Shannon Ebner: The Continuous Present
October 4, 2011 | by Lauren O'Neill-Butler
Shannon Ebner is a Los Angeles–based artist known for using handmade letters, symbols, signs, and other means of representation to call attention to the limits and loopholes of language. Photographs and sculptures from her new project, “The Electric Comma,” are featured in the 54th Venice Biennale and in a solo show at the Hammer Museum in Los Angeles. Two new public sculptures, both titled and, per se and, accompany these shows and are installed, respectively, on the Grand Canal in Venice and in Culver City. Audiences in L.A. can see the eight-foot-tall solar-powered work on the northeast corner of Centinela Avenue and Washington Boulevard until October 14. Ebner’s pictures of “anti-places” and “anti-landscapes” (for instance, dust from emergency road flares that appears to spell out a word) are on view at the Hammer until October 9.
In the essay she wrote to accompany your exhibition at the Hammer, curator Anne Ellegood describes your work as “manifestly American.” How does American identity relate to your recent pictures, and how does landscape figure in?
Robert Smithson once asked if Passaic, New Jersey had replaced Rome as the eternal city, with buildings that rise into ruin rather than fall. It makes me realize that my interest in landscape—for instance, in the work of an artist like Joe Deal, who made pictures from an elevated vantage point, with his camera high up on a bluff or hillside looking down at tract-housing neighborhoods—has to do with this idea of falling while rising. I think that there is a connection between Salinger’s Catcher in the Rye and Deal’s vantage point. It seems to say that there could be some redemption, some possibility that the kids of those tract-housing communities could be saved from being an American, from rising to fall or, I guess I should say, rising to fail.
How does the idea of the monument influence you? For instance, do you consider and, per se and a monument? And if so, to what?
I don’t consider and, per se and to be a monument. If anything I would say it is more of an anti-monument, in the sense that it is fundamentally about incompleteness and requires the viewer do some work to fill in the blanks. It exists in two different states—during the day, one can see the solar panel but not understand, or see, that it’s storing energy so that the sculpture can be illuminated intermittently at night, like a signal. I had a number of other ideas about how the sculpture relates to photography and the sun, funny coincidental things like how the person who invented photovoltaic technology—a Frenchman named Alexandre-Edmond Becquerel—did so the same year that photography was invented, in 1839. But more than anything, what interests me about the sculpture is that it is never dormant and can exist in the continuous present, because it is either drawing energy from the sun or releasing that energy. And while I suppose one could have a monument that is living, as opposed to dead, I always think of monuments as being really super dead.

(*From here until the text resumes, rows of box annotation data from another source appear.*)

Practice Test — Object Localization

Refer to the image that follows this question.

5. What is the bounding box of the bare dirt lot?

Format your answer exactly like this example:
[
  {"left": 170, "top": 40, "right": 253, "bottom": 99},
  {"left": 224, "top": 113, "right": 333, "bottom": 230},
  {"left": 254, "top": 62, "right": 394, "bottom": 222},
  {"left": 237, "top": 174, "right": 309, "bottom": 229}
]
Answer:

And then we have the strange history of the word ampersand. It was originally a phrase students recited at the end of the alphabet—“X, Y, Z, and per se and.” In Latin, per se means “by itself.” And in your sculpture, we have the symbol both by itself and continually renewing itself. But what about a photograph? Can it exist in the continuous present?

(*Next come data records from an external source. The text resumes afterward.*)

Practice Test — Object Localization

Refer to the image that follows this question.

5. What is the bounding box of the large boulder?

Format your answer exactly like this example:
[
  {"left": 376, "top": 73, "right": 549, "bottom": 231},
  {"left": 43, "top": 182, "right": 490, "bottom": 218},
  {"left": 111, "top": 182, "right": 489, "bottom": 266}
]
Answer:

The Oxford English Dictionary says that the ampersand is a “corruption of ‘and per se—and,’ the old way of spelling and naming the character &; i.e. ‘& by itself = and.’” When I worked with the translator Jen Hofer on making a bilingual handout for the Culver City piece, she translated the title of the sculpture in Spanish to “y, per se y. el signo &,” which I thought was quite beautiful.
As it turned out there is no term for ampersand in Spanish or, rather, the term used is “el signo &” (the sign &), meaning that the & becomes part of the term for ampersand. I wonder how it translates in French?

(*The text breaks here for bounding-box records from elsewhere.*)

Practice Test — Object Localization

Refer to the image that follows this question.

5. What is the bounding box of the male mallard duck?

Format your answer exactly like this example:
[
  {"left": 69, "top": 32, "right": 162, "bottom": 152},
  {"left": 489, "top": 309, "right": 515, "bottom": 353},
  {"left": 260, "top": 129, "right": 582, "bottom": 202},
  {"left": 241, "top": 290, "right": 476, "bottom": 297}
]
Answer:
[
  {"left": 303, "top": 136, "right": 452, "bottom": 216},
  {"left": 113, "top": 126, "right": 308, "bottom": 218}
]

And as for your question about a photograph and whether it can exist in the continuous present, maybe it can’t, but I am trying to figure it out regardless. I guess what I like about photographs of symbols is that they can redirect an image or create uncertainty and indeterminacy and suggest that one thing is two things or one thing is an incomplete thing, an incomplete picture. My hope is that the activity of thinking about a photograph or a word or an isolated symbol—literally, the time it takes one to think—places a person in the continuous present.